In Europe, weed is intrinsically linked with the Netherlands due to a longstanding culture of cannabis tourism in Amsterdam, where coffeeshops let customers experience an illegal—but legally tolerated—high, fueling the local tourist culture. More than 10% of Amsterdam's workforce is employed in the tourism industry, which is directly dependent on weed tourism. More than 20 million tourists, largely from the European Union, pour into Amsterdam every year; Dutch bank ABN Amro estimates
that, if weed tourism is lost, the city stands to lose up to $10 billion in revenue every year. But, as Germany steps up to become the first European nation to legalize recreational marijuana, the Netherlands' policy of tolerating illegal cannabis consumption will appear far inferior to the German alternative next door, diverting billions every year to Germany.
A study led by Heinrich Heine University found that legalizing cannabis would increase tax revenues for the German state by nearly $4 billion
, and it would reduce spending in the law enforcement system by $1.5 billion per year. It would also create 27,000 new jobs. Even more so, as more countries edge towards legalization, it would give Germany a leg-up in the inevitable upcoming battle to control a budding global market where Germany will be the only E.U nation with an existing supply and regulatory systems.
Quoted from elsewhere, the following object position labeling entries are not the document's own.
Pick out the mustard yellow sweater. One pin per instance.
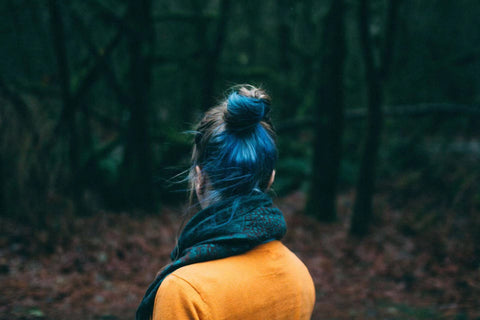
(268, 282)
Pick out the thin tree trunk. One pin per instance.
(67, 118)
(330, 114)
(137, 174)
(213, 55)
(375, 76)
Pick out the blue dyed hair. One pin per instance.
(235, 146)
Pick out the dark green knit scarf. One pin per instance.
(222, 230)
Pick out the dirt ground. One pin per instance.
(99, 267)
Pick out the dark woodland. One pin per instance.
(376, 104)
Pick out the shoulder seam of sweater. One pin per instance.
(207, 310)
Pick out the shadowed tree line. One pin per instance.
(97, 95)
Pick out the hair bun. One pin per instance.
(245, 112)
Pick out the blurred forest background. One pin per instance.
(376, 105)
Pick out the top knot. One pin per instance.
(246, 107)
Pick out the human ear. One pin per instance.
(272, 178)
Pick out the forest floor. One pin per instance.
(100, 267)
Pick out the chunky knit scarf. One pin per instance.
(221, 230)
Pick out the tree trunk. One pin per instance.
(67, 118)
(375, 77)
(137, 168)
(330, 114)
(213, 55)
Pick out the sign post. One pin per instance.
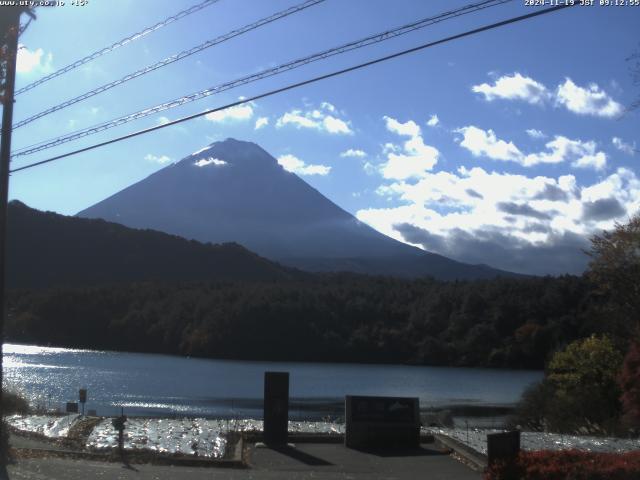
(276, 407)
(503, 446)
(82, 394)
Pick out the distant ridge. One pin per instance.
(235, 191)
(46, 250)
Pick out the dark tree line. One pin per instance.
(338, 317)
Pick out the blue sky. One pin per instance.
(508, 148)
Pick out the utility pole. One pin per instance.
(11, 44)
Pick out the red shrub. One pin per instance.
(630, 385)
(568, 465)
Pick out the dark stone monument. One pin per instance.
(382, 422)
(119, 425)
(276, 407)
(503, 446)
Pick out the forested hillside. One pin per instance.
(345, 317)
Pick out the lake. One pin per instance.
(163, 385)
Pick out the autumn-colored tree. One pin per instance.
(615, 272)
(584, 377)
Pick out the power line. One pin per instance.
(303, 83)
(354, 45)
(171, 59)
(118, 44)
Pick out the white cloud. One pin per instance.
(317, 120)
(203, 162)
(261, 122)
(533, 133)
(335, 125)
(353, 153)
(293, 164)
(414, 158)
(409, 128)
(580, 100)
(200, 150)
(628, 148)
(237, 113)
(33, 61)
(297, 119)
(162, 159)
(587, 101)
(327, 106)
(485, 143)
(561, 149)
(514, 87)
(528, 224)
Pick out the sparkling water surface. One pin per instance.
(164, 385)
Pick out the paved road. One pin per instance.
(307, 461)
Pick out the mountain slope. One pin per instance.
(46, 249)
(235, 191)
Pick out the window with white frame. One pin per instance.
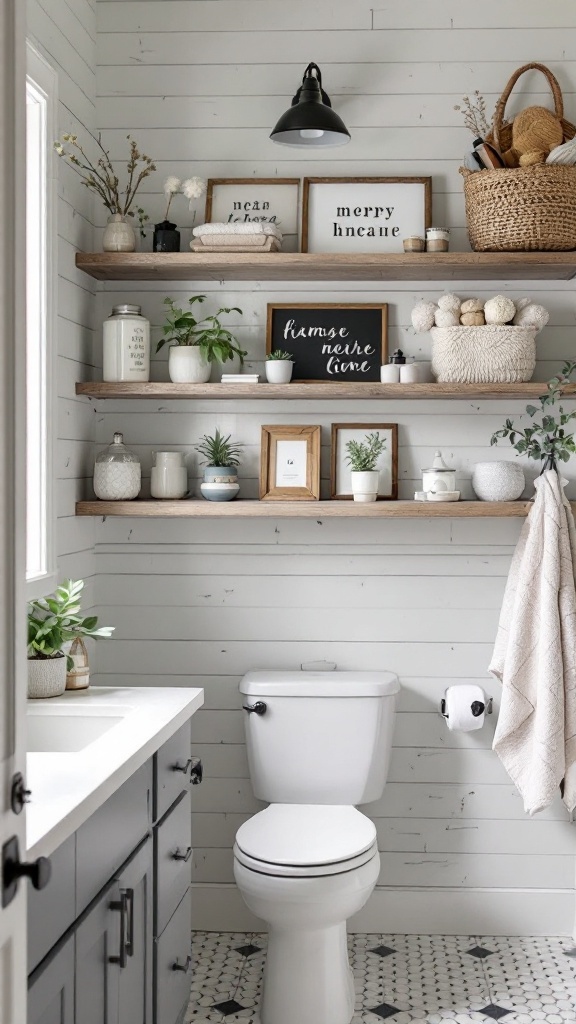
(40, 313)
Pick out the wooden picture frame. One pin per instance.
(377, 213)
(367, 341)
(290, 453)
(387, 483)
(244, 199)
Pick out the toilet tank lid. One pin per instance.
(320, 684)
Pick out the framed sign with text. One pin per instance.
(364, 215)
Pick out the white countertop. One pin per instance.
(67, 788)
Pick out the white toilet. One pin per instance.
(319, 742)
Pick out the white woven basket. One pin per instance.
(490, 354)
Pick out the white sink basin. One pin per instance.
(69, 730)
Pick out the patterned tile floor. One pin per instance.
(402, 978)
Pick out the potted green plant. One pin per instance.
(197, 343)
(221, 457)
(279, 367)
(52, 623)
(363, 458)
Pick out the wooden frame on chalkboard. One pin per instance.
(290, 463)
(379, 342)
(370, 224)
(339, 471)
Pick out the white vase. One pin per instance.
(46, 677)
(188, 366)
(279, 371)
(498, 481)
(119, 236)
(365, 485)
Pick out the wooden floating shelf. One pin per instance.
(329, 391)
(201, 509)
(328, 266)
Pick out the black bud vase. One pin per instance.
(166, 238)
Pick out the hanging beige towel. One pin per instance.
(535, 653)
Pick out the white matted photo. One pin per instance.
(364, 215)
(340, 480)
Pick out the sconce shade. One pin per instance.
(311, 120)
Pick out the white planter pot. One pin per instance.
(46, 677)
(187, 366)
(498, 481)
(365, 485)
(279, 371)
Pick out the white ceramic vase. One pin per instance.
(188, 366)
(365, 485)
(279, 371)
(119, 236)
(46, 677)
(498, 481)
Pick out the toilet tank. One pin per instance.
(325, 737)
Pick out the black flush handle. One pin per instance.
(258, 709)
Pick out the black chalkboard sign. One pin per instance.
(332, 342)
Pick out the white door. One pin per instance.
(12, 518)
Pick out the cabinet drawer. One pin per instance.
(171, 770)
(173, 860)
(51, 910)
(173, 950)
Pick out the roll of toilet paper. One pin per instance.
(459, 700)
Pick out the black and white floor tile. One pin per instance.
(403, 978)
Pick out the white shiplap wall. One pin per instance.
(65, 32)
(200, 84)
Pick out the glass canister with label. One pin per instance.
(126, 344)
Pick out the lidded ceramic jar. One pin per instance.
(117, 472)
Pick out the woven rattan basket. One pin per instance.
(522, 209)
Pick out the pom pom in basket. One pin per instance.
(491, 354)
(522, 209)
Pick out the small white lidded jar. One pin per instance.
(126, 345)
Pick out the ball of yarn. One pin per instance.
(475, 318)
(471, 306)
(449, 302)
(532, 315)
(422, 316)
(446, 317)
(500, 309)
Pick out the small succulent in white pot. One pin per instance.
(363, 459)
(279, 367)
(52, 623)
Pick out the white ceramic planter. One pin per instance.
(187, 366)
(46, 677)
(279, 371)
(498, 481)
(365, 485)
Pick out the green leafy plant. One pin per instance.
(363, 456)
(54, 621)
(546, 438)
(218, 451)
(212, 339)
(279, 354)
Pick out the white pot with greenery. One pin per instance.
(279, 367)
(363, 458)
(52, 623)
(196, 343)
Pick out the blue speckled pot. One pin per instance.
(220, 483)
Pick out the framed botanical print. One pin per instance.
(290, 463)
(340, 483)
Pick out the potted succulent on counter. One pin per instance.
(363, 458)
(52, 623)
(279, 367)
(197, 343)
(221, 457)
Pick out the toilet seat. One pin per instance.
(305, 840)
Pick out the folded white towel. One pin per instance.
(250, 227)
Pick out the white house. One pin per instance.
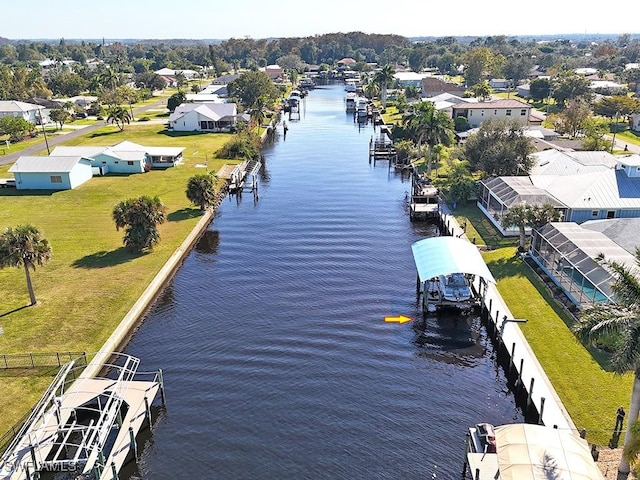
(27, 111)
(51, 173)
(477, 112)
(204, 117)
(412, 79)
(124, 157)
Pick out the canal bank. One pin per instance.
(277, 359)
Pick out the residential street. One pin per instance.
(58, 139)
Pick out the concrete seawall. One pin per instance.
(125, 328)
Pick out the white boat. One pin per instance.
(482, 438)
(424, 203)
(350, 101)
(451, 290)
(362, 107)
(454, 287)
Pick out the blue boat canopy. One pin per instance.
(444, 255)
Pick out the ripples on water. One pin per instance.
(278, 363)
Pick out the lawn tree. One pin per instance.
(201, 190)
(482, 90)
(459, 184)
(150, 80)
(140, 218)
(15, 127)
(425, 124)
(176, 100)
(570, 121)
(595, 134)
(24, 246)
(618, 324)
(540, 88)
(526, 215)
(571, 86)
(616, 106)
(250, 86)
(118, 115)
(383, 78)
(59, 116)
(517, 68)
(477, 61)
(500, 147)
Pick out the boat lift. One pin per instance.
(84, 425)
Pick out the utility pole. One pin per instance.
(44, 132)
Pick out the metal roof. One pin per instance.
(28, 164)
(517, 190)
(535, 452)
(444, 255)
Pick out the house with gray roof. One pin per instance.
(572, 255)
(51, 173)
(582, 186)
(204, 117)
(504, 109)
(26, 111)
(124, 157)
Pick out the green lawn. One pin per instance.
(590, 392)
(91, 281)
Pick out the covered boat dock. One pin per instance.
(441, 256)
(534, 452)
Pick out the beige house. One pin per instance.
(505, 109)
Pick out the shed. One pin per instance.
(51, 173)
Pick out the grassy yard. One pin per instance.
(590, 392)
(91, 281)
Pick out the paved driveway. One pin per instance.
(58, 139)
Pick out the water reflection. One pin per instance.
(208, 242)
(451, 338)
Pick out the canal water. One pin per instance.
(278, 362)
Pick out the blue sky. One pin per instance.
(222, 19)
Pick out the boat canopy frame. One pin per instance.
(445, 255)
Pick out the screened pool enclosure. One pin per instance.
(569, 254)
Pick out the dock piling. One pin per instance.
(134, 446)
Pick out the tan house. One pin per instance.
(433, 86)
(504, 109)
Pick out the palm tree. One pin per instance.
(24, 246)
(256, 112)
(384, 77)
(428, 125)
(140, 218)
(481, 90)
(118, 115)
(201, 190)
(527, 215)
(619, 321)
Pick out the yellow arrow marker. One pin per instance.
(399, 319)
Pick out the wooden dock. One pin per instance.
(241, 177)
(85, 426)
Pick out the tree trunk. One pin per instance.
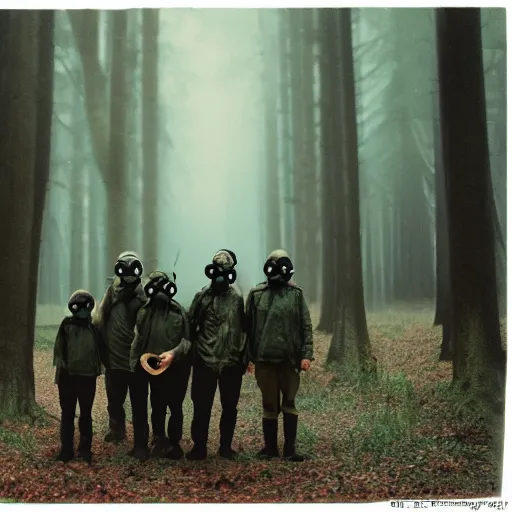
(329, 147)
(286, 138)
(311, 260)
(24, 159)
(116, 185)
(479, 359)
(350, 344)
(298, 144)
(150, 123)
(77, 207)
(269, 78)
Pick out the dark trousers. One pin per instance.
(204, 386)
(73, 389)
(168, 390)
(117, 384)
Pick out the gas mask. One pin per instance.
(160, 287)
(81, 305)
(280, 270)
(221, 277)
(129, 268)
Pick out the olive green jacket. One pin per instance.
(79, 349)
(278, 324)
(116, 316)
(160, 330)
(217, 328)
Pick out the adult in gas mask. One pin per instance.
(78, 354)
(161, 329)
(216, 323)
(280, 344)
(115, 317)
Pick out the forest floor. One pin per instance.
(406, 435)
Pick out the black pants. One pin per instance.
(167, 390)
(204, 386)
(117, 384)
(73, 389)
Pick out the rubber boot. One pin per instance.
(84, 448)
(290, 422)
(270, 429)
(197, 453)
(227, 431)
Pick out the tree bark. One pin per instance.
(150, 123)
(286, 137)
(329, 147)
(27, 59)
(350, 343)
(76, 267)
(269, 78)
(479, 359)
(116, 185)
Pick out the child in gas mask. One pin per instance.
(216, 325)
(280, 343)
(115, 317)
(162, 329)
(78, 354)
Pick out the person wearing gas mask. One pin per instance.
(216, 325)
(78, 354)
(115, 317)
(162, 329)
(280, 344)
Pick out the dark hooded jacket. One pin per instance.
(278, 324)
(116, 317)
(217, 328)
(79, 348)
(159, 330)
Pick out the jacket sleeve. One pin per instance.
(248, 323)
(307, 330)
(98, 314)
(244, 355)
(102, 347)
(136, 349)
(60, 347)
(182, 349)
(192, 316)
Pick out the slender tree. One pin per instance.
(26, 58)
(329, 146)
(350, 342)
(269, 78)
(150, 134)
(116, 178)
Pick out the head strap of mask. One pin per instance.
(213, 271)
(160, 282)
(128, 265)
(231, 253)
(281, 268)
(81, 304)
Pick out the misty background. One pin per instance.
(215, 67)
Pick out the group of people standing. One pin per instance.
(218, 340)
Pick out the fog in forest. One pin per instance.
(221, 74)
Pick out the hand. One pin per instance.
(166, 358)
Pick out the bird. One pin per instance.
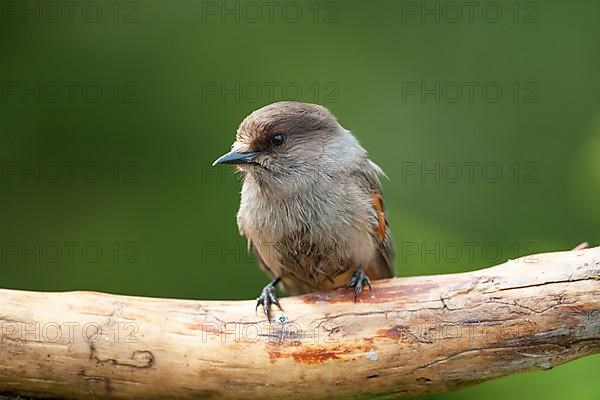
(311, 204)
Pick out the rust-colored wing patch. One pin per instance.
(377, 201)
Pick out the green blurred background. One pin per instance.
(111, 113)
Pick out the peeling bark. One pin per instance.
(408, 336)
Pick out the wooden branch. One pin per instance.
(407, 337)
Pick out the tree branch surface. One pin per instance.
(407, 337)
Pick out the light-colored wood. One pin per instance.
(409, 336)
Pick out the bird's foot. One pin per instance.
(268, 297)
(358, 280)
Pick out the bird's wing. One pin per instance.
(383, 265)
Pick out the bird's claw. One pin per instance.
(358, 281)
(267, 298)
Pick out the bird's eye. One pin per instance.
(278, 140)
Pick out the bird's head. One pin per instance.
(291, 141)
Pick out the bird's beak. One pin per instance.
(234, 157)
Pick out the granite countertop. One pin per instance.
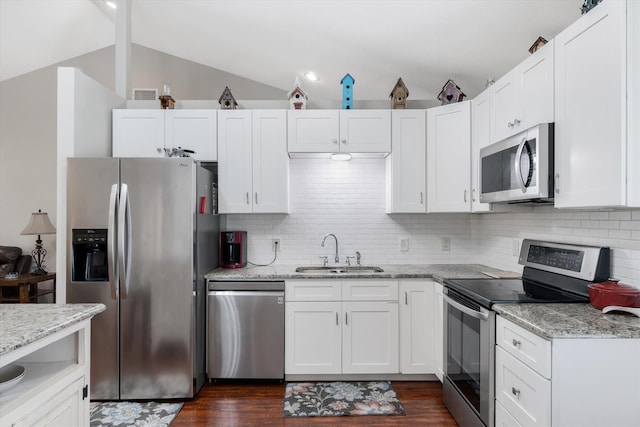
(438, 272)
(22, 324)
(553, 321)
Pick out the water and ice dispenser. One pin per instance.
(89, 260)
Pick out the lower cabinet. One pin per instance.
(417, 327)
(566, 381)
(341, 327)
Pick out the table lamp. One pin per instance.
(39, 224)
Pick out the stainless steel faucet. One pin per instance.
(337, 259)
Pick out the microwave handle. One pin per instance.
(521, 183)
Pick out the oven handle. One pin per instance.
(466, 310)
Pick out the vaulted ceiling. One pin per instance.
(425, 42)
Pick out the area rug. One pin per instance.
(341, 398)
(139, 414)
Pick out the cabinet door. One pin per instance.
(193, 130)
(506, 107)
(365, 131)
(370, 338)
(590, 96)
(235, 161)
(66, 408)
(138, 133)
(439, 331)
(449, 158)
(313, 338)
(407, 164)
(270, 161)
(313, 131)
(417, 327)
(480, 137)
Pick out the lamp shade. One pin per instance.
(39, 224)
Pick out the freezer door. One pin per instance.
(89, 186)
(157, 331)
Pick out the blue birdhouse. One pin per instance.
(347, 92)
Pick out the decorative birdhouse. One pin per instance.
(540, 41)
(399, 95)
(450, 93)
(227, 101)
(347, 92)
(297, 97)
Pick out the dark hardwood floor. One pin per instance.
(229, 404)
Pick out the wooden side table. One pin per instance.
(28, 287)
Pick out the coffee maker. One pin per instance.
(233, 249)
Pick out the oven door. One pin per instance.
(469, 340)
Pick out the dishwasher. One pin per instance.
(245, 330)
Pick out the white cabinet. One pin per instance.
(54, 390)
(481, 111)
(449, 158)
(406, 166)
(597, 103)
(332, 131)
(341, 327)
(146, 133)
(565, 382)
(253, 167)
(524, 96)
(417, 327)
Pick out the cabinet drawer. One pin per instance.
(523, 393)
(370, 290)
(504, 418)
(312, 290)
(525, 346)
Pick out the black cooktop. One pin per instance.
(487, 292)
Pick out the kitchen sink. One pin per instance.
(339, 270)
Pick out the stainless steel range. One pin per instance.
(553, 273)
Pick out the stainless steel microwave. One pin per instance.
(519, 169)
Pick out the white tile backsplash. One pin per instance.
(348, 200)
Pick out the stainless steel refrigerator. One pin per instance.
(142, 233)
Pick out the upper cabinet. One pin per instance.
(449, 158)
(480, 137)
(253, 170)
(524, 96)
(406, 166)
(332, 131)
(597, 103)
(146, 133)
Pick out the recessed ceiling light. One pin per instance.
(310, 75)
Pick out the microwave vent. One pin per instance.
(145, 94)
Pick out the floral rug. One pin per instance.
(138, 414)
(341, 398)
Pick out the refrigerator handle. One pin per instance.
(124, 241)
(111, 240)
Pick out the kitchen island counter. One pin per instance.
(437, 272)
(575, 320)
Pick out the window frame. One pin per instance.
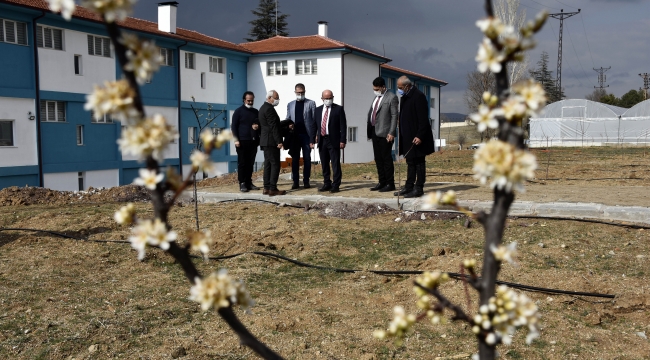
(12, 133)
(57, 111)
(104, 48)
(284, 65)
(302, 62)
(191, 55)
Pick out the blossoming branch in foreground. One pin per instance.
(147, 137)
(111, 10)
(66, 7)
(221, 291)
(507, 166)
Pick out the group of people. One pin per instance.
(307, 125)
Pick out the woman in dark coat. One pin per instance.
(415, 136)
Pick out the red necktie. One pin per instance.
(374, 112)
(323, 125)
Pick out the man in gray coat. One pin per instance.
(301, 112)
(382, 121)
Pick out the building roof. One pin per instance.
(280, 44)
(138, 25)
(413, 74)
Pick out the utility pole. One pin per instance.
(561, 16)
(646, 81)
(602, 78)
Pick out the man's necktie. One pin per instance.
(323, 124)
(374, 111)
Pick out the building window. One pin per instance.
(13, 32)
(276, 68)
(99, 46)
(106, 119)
(191, 135)
(167, 57)
(306, 67)
(49, 38)
(77, 65)
(189, 60)
(80, 134)
(352, 134)
(216, 65)
(389, 83)
(53, 111)
(6, 133)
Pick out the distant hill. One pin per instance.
(454, 117)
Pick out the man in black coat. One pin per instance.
(331, 138)
(415, 136)
(245, 129)
(271, 143)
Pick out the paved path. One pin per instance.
(635, 214)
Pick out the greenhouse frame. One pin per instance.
(580, 122)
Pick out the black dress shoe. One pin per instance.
(387, 188)
(243, 187)
(325, 188)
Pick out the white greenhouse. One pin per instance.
(579, 122)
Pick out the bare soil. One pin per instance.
(64, 299)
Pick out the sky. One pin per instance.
(439, 38)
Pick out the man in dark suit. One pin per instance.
(245, 129)
(331, 138)
(382, 122)
(271, 143)
(415, 136)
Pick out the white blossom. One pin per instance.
(112, 10)
(147, 137)
(66, 7)
(115, 98)
(125, 215)
(486, 118)
(489, 58)
(144, 57)
(506, 166)
(221, 291)
(148, 178)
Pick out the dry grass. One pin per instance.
(60, 297)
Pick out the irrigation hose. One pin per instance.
(327, 268)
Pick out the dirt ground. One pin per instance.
(65, 299)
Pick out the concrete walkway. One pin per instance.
(634, 214)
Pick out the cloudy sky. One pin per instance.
(438, 37)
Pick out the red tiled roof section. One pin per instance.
(139, 25)
(278, 44)
(407, 72)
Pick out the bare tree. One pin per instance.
(508, 12)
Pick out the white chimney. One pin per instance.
(322, 28)
(167, 16)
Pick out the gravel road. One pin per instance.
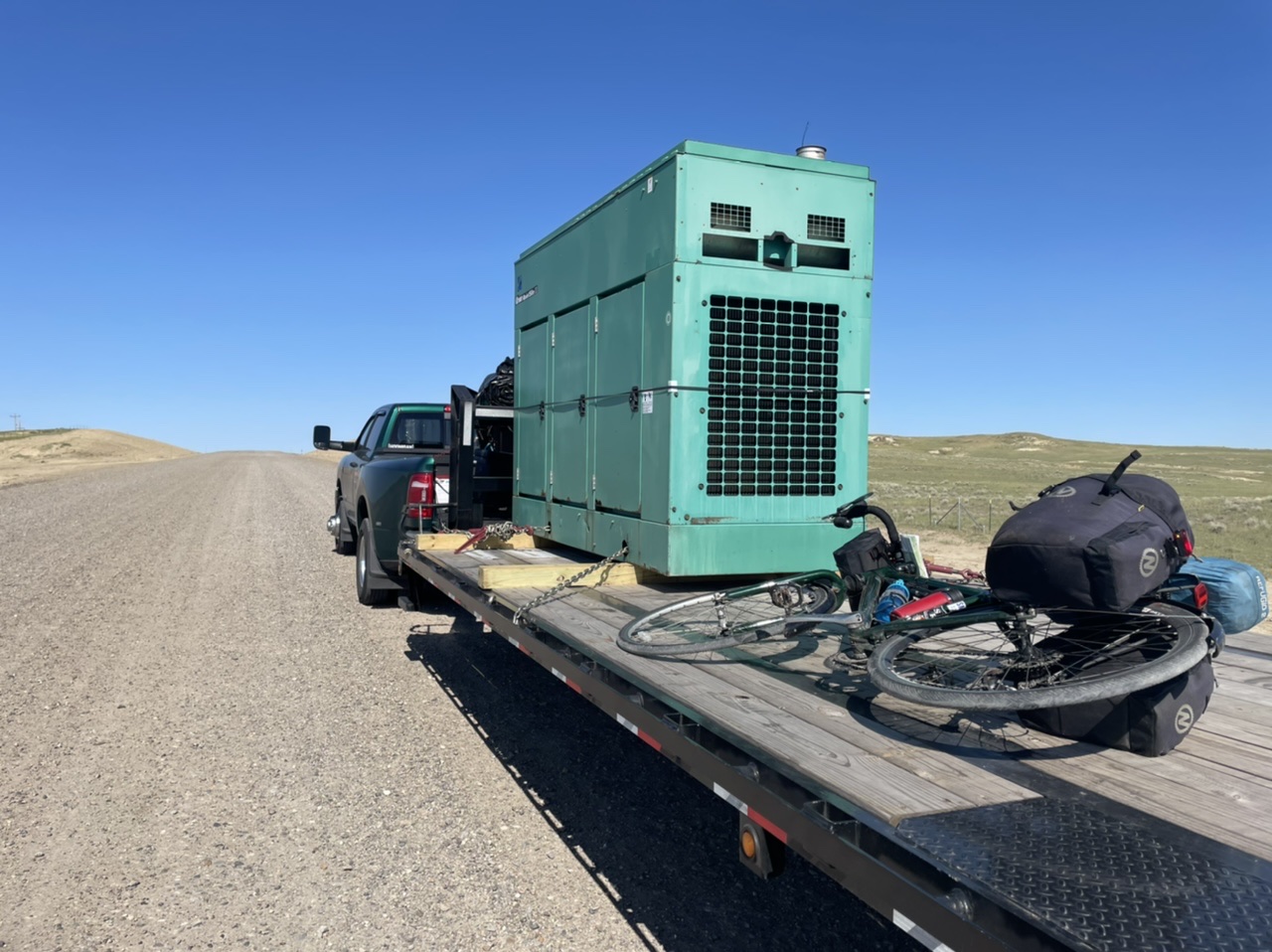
(208, 743)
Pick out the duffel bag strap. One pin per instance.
(1111, 483)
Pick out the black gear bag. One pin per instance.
(1090, 543)
(1149, 721)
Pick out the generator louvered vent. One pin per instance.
(730, 218)
(825, 228)
(772, 375)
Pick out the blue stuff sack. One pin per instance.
(1238, 592)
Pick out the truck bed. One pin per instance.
(966, 830)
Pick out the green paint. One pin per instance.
(731, 289)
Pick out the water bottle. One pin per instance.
(891, 598)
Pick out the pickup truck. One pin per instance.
(395, 475)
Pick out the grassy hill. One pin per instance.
(31, 456)
(1227, 493)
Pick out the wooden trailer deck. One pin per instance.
(963, 789)
(900, 760)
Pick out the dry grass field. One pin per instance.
(1226, 493)
(33, 456)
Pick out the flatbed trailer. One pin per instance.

Neighboring Luxemburg has also launched a legalization bill, although passage through the legislature is not guaranteed. On the other side of the ocean, Mexico has also been on the verge of national legalization after the Supreme Court ordered it, but Mexican lawmakers have been dragging the process along far longer than expected. As such, Germany, Luxemburg and Mexico are all in line to snatch the title of third country to legalize cannabis.